The Obama administration expressed heightened concern Monday over threats of war from nuclear-armed North Korea and issued new sanctions against the communist nation’s primary exchange bank and several senior government officials.

In the past three months, Pyongyang, under its enigmatic young leader, Kim Jong Un, has defied the United States and other world powers by testing an intercontinental ballistic missile and testing a third nuclear bomb. Its latest salvo: a declaration carried through state media that it was canceling the 60-year armistice that maintains peace on the Korean peninsula.

Washington is walking a tight line. It is trying not to overplay the danger from an attention-seeking regime infamous for its bluster but has to take the North’s threats of possible military action seriously.

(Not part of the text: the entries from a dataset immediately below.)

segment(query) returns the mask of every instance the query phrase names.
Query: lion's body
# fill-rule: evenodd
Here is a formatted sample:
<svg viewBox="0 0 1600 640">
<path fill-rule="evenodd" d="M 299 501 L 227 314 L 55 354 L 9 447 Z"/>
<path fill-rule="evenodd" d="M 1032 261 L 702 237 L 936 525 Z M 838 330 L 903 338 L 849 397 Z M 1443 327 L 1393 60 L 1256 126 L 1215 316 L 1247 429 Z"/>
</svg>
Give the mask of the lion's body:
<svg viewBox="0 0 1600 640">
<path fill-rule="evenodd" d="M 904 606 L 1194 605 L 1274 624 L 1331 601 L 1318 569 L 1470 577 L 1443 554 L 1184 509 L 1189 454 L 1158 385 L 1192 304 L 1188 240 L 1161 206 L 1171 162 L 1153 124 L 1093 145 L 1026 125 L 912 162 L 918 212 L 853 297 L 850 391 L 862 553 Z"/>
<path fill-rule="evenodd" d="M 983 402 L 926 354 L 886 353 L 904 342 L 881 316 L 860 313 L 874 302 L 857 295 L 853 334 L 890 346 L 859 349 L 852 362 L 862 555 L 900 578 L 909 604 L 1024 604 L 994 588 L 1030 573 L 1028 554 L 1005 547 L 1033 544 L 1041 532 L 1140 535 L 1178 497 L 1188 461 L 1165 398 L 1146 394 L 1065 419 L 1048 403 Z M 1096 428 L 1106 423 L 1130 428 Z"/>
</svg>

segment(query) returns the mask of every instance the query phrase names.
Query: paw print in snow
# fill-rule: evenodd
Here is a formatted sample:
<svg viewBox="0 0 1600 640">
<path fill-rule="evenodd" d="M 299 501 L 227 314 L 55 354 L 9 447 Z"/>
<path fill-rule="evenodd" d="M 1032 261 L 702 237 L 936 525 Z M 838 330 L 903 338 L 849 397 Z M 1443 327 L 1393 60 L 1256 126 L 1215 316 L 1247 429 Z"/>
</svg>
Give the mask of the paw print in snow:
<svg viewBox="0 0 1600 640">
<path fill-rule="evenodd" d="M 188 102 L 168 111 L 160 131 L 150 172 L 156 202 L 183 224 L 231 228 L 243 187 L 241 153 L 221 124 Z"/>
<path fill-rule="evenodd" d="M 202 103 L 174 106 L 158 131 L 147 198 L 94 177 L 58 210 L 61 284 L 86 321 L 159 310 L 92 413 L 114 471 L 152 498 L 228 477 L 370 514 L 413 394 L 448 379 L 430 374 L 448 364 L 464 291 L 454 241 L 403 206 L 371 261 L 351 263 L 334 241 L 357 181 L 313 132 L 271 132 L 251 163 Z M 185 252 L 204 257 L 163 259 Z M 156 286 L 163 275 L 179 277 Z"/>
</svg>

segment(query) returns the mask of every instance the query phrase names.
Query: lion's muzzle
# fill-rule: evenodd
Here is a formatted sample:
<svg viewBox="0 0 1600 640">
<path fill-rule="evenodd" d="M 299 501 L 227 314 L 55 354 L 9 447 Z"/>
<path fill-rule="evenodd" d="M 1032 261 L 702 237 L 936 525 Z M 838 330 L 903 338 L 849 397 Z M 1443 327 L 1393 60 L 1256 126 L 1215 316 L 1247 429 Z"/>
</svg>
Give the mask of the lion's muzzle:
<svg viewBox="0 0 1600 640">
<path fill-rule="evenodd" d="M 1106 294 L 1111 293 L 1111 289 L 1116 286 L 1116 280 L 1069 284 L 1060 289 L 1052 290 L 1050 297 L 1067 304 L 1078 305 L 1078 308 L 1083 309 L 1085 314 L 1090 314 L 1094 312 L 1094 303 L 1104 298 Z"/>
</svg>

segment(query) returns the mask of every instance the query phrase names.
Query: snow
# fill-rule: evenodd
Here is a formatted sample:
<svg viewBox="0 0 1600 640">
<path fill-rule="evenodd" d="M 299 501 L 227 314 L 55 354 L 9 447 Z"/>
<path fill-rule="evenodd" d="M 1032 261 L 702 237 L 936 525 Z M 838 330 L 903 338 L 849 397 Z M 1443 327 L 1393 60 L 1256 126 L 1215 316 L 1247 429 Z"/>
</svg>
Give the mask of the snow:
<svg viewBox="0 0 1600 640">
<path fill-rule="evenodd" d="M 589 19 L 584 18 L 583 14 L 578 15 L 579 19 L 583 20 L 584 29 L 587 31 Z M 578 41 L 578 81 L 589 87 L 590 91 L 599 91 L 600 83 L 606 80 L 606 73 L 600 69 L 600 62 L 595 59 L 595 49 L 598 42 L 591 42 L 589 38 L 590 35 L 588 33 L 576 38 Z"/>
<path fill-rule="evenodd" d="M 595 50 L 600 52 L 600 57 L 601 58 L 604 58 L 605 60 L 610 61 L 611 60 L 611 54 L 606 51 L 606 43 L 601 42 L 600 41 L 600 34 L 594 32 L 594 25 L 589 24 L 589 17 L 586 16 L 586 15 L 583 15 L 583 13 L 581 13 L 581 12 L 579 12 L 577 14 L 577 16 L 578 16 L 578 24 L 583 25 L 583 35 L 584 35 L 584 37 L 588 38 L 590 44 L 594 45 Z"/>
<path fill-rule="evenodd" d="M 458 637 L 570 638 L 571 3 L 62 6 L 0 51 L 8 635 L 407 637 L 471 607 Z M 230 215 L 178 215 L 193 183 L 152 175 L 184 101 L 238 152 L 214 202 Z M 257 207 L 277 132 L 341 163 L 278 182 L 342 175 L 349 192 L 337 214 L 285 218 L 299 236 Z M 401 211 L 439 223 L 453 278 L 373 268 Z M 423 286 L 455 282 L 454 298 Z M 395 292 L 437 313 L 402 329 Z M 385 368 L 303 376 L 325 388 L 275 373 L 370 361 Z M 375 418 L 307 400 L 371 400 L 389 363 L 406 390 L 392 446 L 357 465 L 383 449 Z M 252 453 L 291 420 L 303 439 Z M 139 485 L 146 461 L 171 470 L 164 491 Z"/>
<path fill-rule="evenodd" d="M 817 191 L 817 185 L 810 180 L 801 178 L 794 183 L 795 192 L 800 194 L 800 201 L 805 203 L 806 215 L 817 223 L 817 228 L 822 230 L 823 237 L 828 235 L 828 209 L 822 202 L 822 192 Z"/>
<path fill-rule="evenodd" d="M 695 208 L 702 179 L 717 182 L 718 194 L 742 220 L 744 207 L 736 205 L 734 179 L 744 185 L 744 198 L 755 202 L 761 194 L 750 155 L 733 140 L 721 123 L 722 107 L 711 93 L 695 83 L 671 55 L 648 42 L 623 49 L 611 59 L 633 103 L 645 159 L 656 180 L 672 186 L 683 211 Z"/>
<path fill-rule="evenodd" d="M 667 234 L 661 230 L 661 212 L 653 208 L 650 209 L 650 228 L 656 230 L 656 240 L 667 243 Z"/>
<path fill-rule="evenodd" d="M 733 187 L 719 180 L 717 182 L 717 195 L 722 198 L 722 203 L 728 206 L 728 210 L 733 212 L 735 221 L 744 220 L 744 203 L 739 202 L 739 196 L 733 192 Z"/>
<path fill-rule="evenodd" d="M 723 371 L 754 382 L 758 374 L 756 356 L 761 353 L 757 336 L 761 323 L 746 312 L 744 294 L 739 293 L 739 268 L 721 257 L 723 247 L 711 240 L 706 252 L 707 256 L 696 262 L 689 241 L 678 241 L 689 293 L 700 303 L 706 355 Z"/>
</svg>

The U.S. also is treaty-bound to provide support for South Korea or Japan in the event of any aggression.

“We are certainly concerned by North Korea’s bellicose rhetoric,” White House spokesman Jay Carney told reporters Monday. “The threats that they have been making follow a pattern designed to raise tension and intimidate others.”

In an effort to combat North Korea’s weapons of mass destruction and ballistic-missile programs, the Obama administration issued a series of sanctions Monday.

The Treasury Department designated North Korea’s Foreign Trade Bank as a WMD proliferator and imposed similar punitive measures against Paek Se-Bong, the chairman of North Korea’s Second Economic Committee, which oversees production of North Korea’s ballistic missiles. The designation freezes any assets in the U.S. and bans Americans from doing business with the bank or Paek.